Was antwortet der Bundesrat auf diese Motion? Er verweist auf die bestehende Gesetzgebung und die Kompetenzordnung für - sagen wir es so - Friedenszeiten oder, anders ausgedrückt, für die ordentliche Lage. Das ist auch unbestritten und auch nicht Gegenstand dieser Motion. Aber dann teilt uns der Bundesrat etwas ganz Delikates mit: "Die bestehenden Prozesse rund um die Durchführung von Volksabstimmungen und Wahlen sowie die Ausübung der Volksrechte sind deshalb vor dem Hintergrund der Covid-19-Epidemie zu überprüfen." Die Prozesse sind zu überprüfen. Ich will auch Prozesse überprüfen, aber ich will, dass diese Prozesse - das sind eigentlich gesetzgeberische Prozesse - nicht durch den Bundesrat überprüft werden und die Spielregeln nicht durch den Bundesrat festgelegt werden, sondern durch das Parlament.

Wir brauchen nicht eine Dringlichkeitsgesetzgebung, die sich in allen Bereichen unserer Gesetzgebung fortpflanzt. Vielmehr sollten wir, wenn wir es können und wenn wir schon wissen, dass es eine ausserordentliche Lage geben kann und wie die ausschauen könnte, in aller Ruhe und Besonnenheit die gesetzlichen Grundlagen für solche Ereignisse selbst an die Hand nehmen - und zwar jetzt. Ich habe, gelinde gesagt, den Eindruck, als ob mir der Bundesrat in seiner Antwort mitteilt, es werde schon nichts schiefgehen und wenn etwas schiefgehe, sei es besser, wenn dies der Bundesrat mache und nicht das Parlament.

Daher habe ich erst beim zweiten Durchlesen der Antwort des Bundesrates gemerkt, wie wichtig es ist, dass wir uns jetzt hier gesetzgeberisch vorbereiten und uns nicht auf die Situation einlassen, dass der Bundesrat die Prozesse inhaltlich und zeitlich selbst vorgibt und definiert. So funktioniert ein direkt-demokratisches Land nun einmal nicht. Solche Zielsetzungen tragen Züge anderer Staatssysteme, vielleicht einer parlamentarischen Demokratie, wo die Regierung gegenüber dem Parlament eine starke Position hat. Aber die Schweiz hat eben ein direkt-demokratisches System mit einmaligen Volksrechten, und wir sollten unseren Volksrechten auch in solchen Krisenzeiten Sorge tragen. Wir sollten dafür sorgen, dass wir die Prozesse, die Gesetzgebungsprozesse so anlegen, dass sie auch in Krisenzeiten funktionieren.

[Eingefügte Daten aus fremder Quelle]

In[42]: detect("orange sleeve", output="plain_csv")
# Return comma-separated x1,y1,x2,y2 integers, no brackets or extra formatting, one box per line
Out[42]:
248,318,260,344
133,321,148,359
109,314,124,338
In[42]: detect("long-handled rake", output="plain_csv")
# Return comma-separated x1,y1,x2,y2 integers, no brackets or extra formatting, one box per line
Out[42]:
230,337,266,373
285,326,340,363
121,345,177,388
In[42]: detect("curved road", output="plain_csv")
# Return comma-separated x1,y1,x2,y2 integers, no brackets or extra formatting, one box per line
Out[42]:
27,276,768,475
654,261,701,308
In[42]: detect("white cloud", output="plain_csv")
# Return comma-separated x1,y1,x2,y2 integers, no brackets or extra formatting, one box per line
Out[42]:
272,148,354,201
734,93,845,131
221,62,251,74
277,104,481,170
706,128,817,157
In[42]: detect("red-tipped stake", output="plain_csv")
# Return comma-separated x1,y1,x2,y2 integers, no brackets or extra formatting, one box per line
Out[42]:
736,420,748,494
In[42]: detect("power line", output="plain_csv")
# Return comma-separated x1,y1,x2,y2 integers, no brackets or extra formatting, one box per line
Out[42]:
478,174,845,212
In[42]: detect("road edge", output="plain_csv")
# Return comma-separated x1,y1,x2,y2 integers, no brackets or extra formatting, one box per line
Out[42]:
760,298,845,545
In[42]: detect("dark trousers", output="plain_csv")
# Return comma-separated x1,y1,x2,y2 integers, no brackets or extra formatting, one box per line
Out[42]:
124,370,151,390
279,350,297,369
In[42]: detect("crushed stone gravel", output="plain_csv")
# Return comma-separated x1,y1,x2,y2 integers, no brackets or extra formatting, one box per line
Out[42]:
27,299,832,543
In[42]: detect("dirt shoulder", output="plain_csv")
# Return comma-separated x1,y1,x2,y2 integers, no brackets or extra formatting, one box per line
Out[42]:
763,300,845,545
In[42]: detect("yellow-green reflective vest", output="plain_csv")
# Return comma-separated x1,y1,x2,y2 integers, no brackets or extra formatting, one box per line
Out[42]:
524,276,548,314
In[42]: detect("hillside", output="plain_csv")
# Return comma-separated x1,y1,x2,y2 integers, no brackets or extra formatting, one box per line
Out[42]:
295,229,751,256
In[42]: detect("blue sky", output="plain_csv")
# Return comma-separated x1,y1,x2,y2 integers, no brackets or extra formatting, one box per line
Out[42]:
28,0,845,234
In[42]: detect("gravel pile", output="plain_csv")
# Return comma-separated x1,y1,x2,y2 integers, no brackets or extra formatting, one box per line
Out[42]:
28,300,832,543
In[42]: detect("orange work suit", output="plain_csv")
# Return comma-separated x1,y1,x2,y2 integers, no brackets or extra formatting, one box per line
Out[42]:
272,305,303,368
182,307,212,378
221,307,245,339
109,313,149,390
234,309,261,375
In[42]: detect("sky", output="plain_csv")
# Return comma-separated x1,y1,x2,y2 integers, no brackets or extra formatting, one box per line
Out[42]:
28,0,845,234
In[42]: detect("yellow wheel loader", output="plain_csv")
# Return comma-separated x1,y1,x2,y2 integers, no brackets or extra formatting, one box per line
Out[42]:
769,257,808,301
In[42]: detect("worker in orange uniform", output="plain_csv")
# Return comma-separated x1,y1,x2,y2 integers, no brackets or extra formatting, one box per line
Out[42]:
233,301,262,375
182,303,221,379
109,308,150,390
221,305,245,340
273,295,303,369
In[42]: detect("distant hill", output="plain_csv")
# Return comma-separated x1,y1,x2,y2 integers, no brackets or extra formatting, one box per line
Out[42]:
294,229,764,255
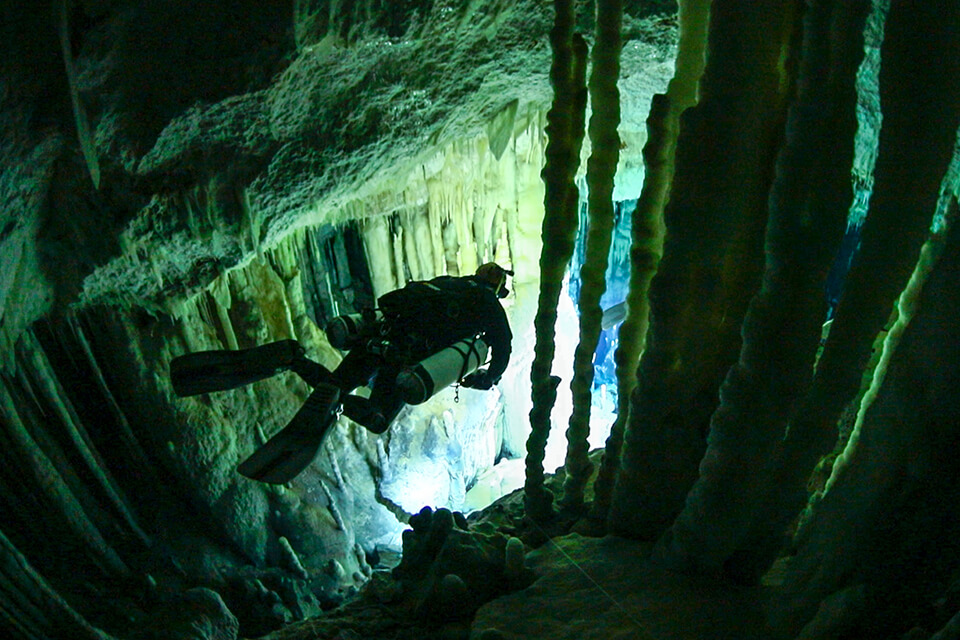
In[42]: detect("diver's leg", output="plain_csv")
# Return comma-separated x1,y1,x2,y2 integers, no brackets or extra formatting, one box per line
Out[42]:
170,340,319,397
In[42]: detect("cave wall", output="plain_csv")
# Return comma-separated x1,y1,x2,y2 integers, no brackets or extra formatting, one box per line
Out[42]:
0,1,672,637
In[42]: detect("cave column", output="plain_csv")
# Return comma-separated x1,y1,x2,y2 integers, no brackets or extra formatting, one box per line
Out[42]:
608,0,798,539
659,0,870,580
750,0,960,580
590,0,710,528
524,0,587,520
561,0,623,513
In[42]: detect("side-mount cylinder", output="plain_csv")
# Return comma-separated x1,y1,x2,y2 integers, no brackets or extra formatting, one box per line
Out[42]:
397,337,489,404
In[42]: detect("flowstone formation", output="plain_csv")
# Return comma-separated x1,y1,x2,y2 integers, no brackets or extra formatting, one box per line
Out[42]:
0,0,673,639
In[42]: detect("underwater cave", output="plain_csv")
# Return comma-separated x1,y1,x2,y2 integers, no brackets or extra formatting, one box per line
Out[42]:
0,0,960,640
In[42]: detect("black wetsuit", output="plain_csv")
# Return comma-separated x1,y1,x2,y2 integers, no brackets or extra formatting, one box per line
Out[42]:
330,276,513,433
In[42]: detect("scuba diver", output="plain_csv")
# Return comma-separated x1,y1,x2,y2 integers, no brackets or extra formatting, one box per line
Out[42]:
170,262,513,484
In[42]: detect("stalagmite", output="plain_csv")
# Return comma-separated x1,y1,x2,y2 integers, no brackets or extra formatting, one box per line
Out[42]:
609,1,797,539
754,0,960,576
561,0,623,513
524,0,587,519
590,0,710,522
660,0,870,580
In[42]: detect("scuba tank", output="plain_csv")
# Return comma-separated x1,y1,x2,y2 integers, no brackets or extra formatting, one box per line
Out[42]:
324,309,383,351
397,337,489,404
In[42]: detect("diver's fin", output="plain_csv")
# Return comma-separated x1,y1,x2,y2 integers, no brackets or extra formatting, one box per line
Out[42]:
237,384,340,484
170,340,306,398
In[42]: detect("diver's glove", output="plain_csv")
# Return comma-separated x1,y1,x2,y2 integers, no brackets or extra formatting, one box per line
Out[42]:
460,369,498,391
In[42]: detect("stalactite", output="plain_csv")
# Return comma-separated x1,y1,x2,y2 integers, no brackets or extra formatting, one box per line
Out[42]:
524,0,587,519
561,0,623,513
53,0,100,189
659,0,870,580
590,0,710,523
751,1,960,576
0,381,130,577
0,531,112,640
608,1,798,538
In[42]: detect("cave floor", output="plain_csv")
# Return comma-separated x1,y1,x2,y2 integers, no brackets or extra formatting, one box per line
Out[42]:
470,534,771,640
263,534,772,640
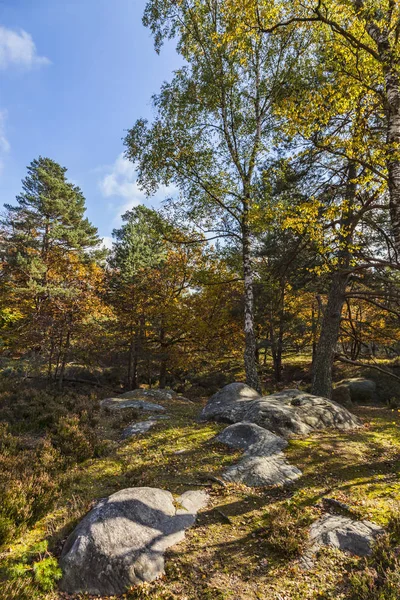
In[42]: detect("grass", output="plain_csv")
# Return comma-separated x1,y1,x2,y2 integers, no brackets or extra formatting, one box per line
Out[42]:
0,390,400,600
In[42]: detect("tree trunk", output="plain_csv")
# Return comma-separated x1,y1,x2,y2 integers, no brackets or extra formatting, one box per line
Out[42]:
128,326,138,390
312,162,357,398
58,329,71,391
242,221,261,392
312,272,349,398
385,68,400,254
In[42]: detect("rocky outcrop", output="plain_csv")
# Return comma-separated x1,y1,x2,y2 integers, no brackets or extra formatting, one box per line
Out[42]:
121,388,182,402
60,488,207,596
215,423,288,456
333,377,378,404
121,420,157,440
332,385,353,408
215,423,302,487
100,397,165,412
310,515,384,556
201,384,360,438
200,383,261,423
223,452,302,487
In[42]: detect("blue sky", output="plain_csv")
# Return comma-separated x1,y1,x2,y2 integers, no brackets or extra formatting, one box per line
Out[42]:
0,0,181,245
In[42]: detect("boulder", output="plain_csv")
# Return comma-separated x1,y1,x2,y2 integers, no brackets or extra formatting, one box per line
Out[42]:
60,488,207,596
223,452,302,487
121,420,157,440
201,384,361,438
215,423,302,487
121,388,179,402
215,423,288,456
100,397,165,412
310,514,384,556
200,383,261,423
334,377,377,404
332,385,353,408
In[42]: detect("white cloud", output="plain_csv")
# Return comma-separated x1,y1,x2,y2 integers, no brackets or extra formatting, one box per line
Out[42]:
99,154,177,221
0,110,11,173
102,235,113,250
0,25,50,69
0,110,10,153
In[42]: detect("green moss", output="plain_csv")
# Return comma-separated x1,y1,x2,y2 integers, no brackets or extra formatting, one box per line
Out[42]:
0,401,400,600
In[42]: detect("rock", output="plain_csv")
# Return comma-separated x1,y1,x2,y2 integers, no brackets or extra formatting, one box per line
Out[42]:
121,420,157,440
60,488,208,596
215,423,302,487
121,388,185,402
332,385,353,408
200,383,260,423
215,423,288,456
335,377,377,404
201,384,361,438
223,452,302,487
100,398,165,412
310,515,384,556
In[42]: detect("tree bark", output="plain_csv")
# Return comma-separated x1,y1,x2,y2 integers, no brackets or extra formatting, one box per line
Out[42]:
312,272,349,398
58,329,71,391
385,69,400,255
312,162,357,398
242,221,261,392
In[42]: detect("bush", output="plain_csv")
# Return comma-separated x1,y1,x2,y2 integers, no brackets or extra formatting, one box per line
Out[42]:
51,415,98,462
0,541,62,599
0,424,62,546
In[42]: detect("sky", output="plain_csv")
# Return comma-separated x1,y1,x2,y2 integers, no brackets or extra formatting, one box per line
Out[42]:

Kommen Sie mir in diesem Punkt bitte nicht mit den Gemeinden und Kantonen. Die werden das Ihrige in ihrer Kompetenz veranlassen müssen. Wir, das eidgenössische Parlament, müssen den Job für die Volksrechte und die Wahlen auf Bundesebene machen.

Ich habe mir bei der Beantwortung der Motion durch den Bundesrat eigentlich folgende drei Fragen gestellt: Was wäre gewesen, wenn die Covid-19-Pandemie nicht im März 2020 ausgebrochen wäre, sondern im September und Oktober 2019, während der Wahlen? Das Virus war ja schon da, wahrscheinlich war es nur ein glücklicher Zufall, dass es erst im März ausbrach. Was wäre gewesen, wenn der Bundesrat ein Versammlungsverbot ausgesprochen hätte? Was wäre gewesen, wenn er eine Ausgangssperre angeordnet hätte? Ich habe die Antworten in der bundesrätlichen Antwort nicht gefunden. Daher bin ich der Meinung, dass diese Motion unbedingt angenommen werden sollte.

Ich bitte Sie, der Motion zuzustimmen.